In Ramamurti’s telling, employee ownership creates a wealth-building channel for workers who otherwise have limited options, especially in firms that might otherwise disappear during an ownership transition.

The policy agenda is financing, transaction support, and tax treatment

Ramamurti proposed three federal policy directions.

First, he pointed to a financing gap. Even when employees want to buy a company, they may struggle to compete with offers from a private equity firm or another buyer with deeper pockets. Ramamurti said bipartisan proposals already exist in Congress to create federal financial support.
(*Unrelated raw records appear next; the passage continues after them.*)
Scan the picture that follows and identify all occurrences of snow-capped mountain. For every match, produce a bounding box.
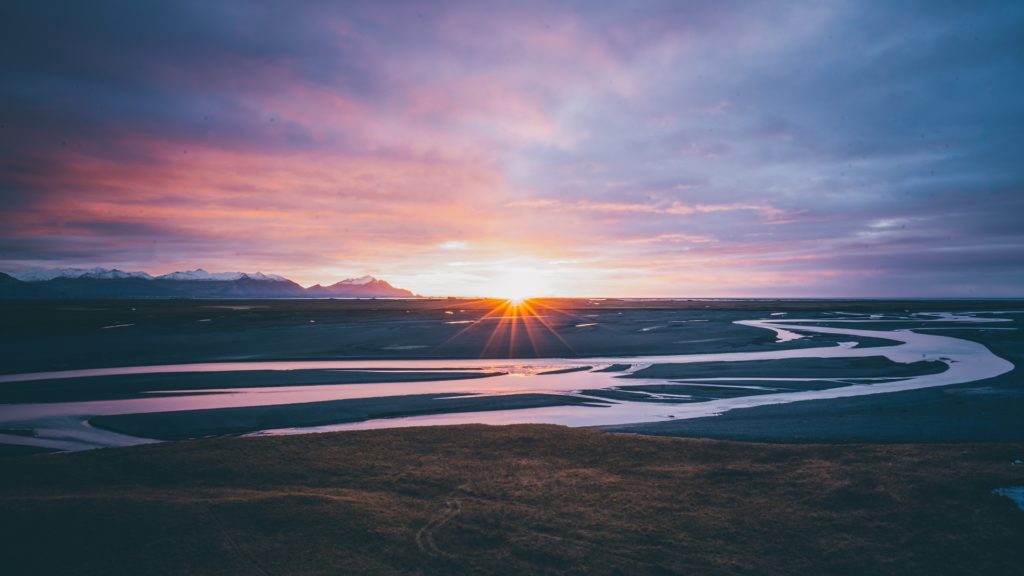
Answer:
[10,268,153,282]
[306,276,414,298]
[0,268,415,298]
[157,268,289,282]
[334,276,377,286]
One model he described is a revolving loan fund: the government provides low-cost loans to help employees complete transactions, the newly employee-owned companies repay the loans, and the money then supports the next set of potential owners.
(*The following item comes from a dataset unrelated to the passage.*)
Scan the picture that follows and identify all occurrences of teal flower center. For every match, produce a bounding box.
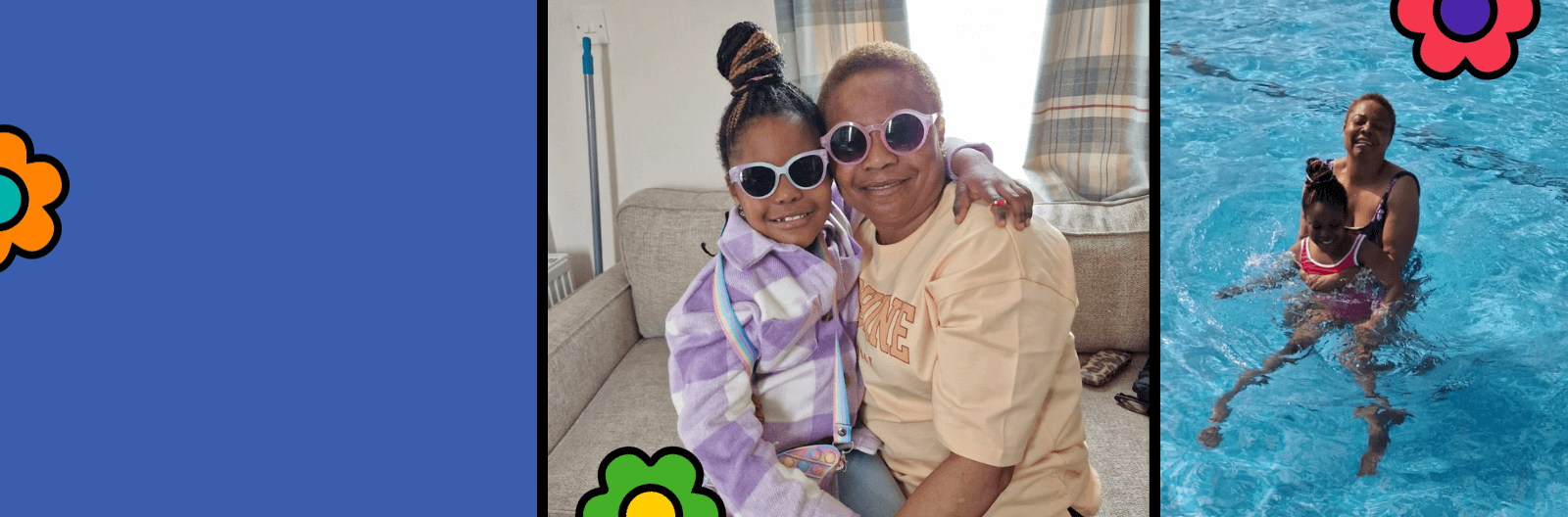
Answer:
[0,169,24,224]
Second, he argued that financing is not enough because employee-ownership transactions are complicated. Workers may want to buy the firm but lack the knowledge, paperwork capacity, lawyers, and accountants available to better-funded bidders. Government could respond with technical assistance, and possibly by simplifying the regulatory environment so that employee ownership faces fewer hurdles.

Third, Ramamurti called for more favorable tax treatment for owners who sell to employees. If an owner has multiple sale options with different tax consequences, he asked why the employee sale should not be more tax advantaged than a sale to someone else. Changing tax treatment is, in his words, something the federal government can do “relatively easily.” A federal thumb on the scale for tax-advantaged sales to employee owners, he argued, could change outcomes.

The political opening is real, but time-limited

Ramamurti closed on a guardedly optimistic note. He said few issues in Washington currently command bipartisan support, but employee ownership is one of them. The ideas he had outlined, he said, already have bipartisan proposals at the federal level, and there is progress at the state level across party lines.

The optimism is conditional. Ramamurti described the moment as a crossroads: without action in the next few years, the country could miss a “massive opportunity” as millions of owners retire and firms are sold, closed, or transferred under existing incentives. His hope is that forums and professional networks can turn the existing bipartisan interest into concrete reforms.